I have submitted a table stylesheet to a new CSSZenGarden like site CSS Table Gallery. Their is nothing overly complicated about the style other than it uses some nifty CSS 2.1 selectors for standards compliant browsers (read: not Internet Explorer) to add an arrow next to the download links. In fact, let me outline the code I used:
tbody td a{
background: url(down_arrow.gif) no-repeat;
background-position: top left;
min-height: 20px;
padding-left: 20px;
float: left;
padding-right: 4px;
}
tbody tr th+td a{
background-image: none;
padding: inherit;
float: inherit;
}
/* Fake for IE, argh! Maybe IE 7 will resolve this. */
tbody td a{
_background: none;
_background-position: inherit;
_padding-left: 2px;
_float: inherit;
_padding-right: inherit;
}
The first rule adds the arrow to all links that are children of a regular table cell. This is a problem of course because we don’t want the download indicator next to the author links.
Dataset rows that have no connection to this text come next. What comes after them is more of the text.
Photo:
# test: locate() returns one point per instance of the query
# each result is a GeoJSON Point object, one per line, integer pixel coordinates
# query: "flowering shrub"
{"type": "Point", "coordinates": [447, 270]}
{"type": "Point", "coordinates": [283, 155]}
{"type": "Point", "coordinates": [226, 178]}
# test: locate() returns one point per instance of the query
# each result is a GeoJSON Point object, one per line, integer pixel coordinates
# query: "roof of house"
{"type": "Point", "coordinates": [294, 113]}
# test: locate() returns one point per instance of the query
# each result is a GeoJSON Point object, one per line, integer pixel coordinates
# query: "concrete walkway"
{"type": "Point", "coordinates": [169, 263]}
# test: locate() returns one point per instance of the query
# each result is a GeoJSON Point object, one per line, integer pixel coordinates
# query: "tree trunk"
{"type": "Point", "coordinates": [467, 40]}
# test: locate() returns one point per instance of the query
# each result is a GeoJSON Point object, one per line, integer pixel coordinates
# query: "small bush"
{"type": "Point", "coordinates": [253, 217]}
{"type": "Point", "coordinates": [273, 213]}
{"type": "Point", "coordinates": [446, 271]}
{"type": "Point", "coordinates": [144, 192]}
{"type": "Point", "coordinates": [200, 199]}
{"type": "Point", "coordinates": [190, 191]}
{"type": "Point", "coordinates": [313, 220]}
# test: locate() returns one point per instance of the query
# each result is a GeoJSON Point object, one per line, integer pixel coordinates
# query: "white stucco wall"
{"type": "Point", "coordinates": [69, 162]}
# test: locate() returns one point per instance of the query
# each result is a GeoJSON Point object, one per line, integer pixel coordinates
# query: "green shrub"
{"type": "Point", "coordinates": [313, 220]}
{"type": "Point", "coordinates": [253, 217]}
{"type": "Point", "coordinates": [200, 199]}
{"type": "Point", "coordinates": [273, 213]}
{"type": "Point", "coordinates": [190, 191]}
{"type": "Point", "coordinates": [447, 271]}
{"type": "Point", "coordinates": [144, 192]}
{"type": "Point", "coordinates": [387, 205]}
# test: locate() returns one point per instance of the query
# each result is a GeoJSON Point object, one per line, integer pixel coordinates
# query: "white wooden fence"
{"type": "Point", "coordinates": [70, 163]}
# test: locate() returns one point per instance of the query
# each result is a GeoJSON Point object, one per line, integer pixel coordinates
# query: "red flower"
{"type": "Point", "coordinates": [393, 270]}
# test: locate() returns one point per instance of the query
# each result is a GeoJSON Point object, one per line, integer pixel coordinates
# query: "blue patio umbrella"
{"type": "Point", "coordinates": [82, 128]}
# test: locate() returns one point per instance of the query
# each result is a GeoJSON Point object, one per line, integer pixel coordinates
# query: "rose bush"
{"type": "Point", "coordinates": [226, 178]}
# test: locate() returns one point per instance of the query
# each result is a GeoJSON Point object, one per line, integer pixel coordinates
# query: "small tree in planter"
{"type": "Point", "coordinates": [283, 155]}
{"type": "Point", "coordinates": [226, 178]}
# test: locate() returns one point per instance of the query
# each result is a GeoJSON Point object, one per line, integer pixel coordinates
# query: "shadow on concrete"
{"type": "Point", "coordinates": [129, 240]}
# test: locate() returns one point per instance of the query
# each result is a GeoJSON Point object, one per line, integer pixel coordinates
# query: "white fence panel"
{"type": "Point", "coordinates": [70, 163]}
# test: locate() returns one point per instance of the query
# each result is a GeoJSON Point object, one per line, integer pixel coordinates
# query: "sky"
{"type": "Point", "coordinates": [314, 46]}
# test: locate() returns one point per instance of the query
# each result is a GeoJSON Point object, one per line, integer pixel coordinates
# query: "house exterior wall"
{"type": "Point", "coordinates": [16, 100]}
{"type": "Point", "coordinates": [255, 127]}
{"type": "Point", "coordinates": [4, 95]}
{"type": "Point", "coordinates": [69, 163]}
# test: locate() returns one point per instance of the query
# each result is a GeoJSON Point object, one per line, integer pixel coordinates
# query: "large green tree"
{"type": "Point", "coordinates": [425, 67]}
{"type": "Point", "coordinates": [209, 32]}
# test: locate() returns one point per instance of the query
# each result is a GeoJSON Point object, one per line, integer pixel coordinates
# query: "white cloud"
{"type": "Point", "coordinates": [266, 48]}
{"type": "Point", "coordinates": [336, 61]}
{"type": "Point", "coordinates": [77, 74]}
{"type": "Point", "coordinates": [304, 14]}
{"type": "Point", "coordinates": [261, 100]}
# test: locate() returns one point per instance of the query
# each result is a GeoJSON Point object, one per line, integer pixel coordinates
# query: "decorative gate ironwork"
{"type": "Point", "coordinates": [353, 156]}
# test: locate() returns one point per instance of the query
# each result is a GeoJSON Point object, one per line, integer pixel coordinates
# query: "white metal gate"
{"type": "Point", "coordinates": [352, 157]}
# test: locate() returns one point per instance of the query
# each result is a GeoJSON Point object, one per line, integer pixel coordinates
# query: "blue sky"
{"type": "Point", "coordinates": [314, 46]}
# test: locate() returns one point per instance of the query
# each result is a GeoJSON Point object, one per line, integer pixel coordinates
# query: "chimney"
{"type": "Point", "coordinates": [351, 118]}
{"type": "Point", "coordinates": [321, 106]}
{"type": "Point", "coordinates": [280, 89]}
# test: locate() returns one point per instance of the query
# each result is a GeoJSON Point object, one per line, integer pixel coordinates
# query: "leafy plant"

Therefore we use the preceding sibling (+
) selector in the second rule to find the section that is the table header cell (TH
) and then remove the background image and download styling for that link. The third rule is a hack to get Internet Explorer to ignore the whole thing.
I like to style things in orange simply because my brother, Ed, likes orange 🙂 Yeah, I’m weird like that.
I used TopStyle Pro 3.12 to code this and Color Schemer Studio to grab complementary oranges.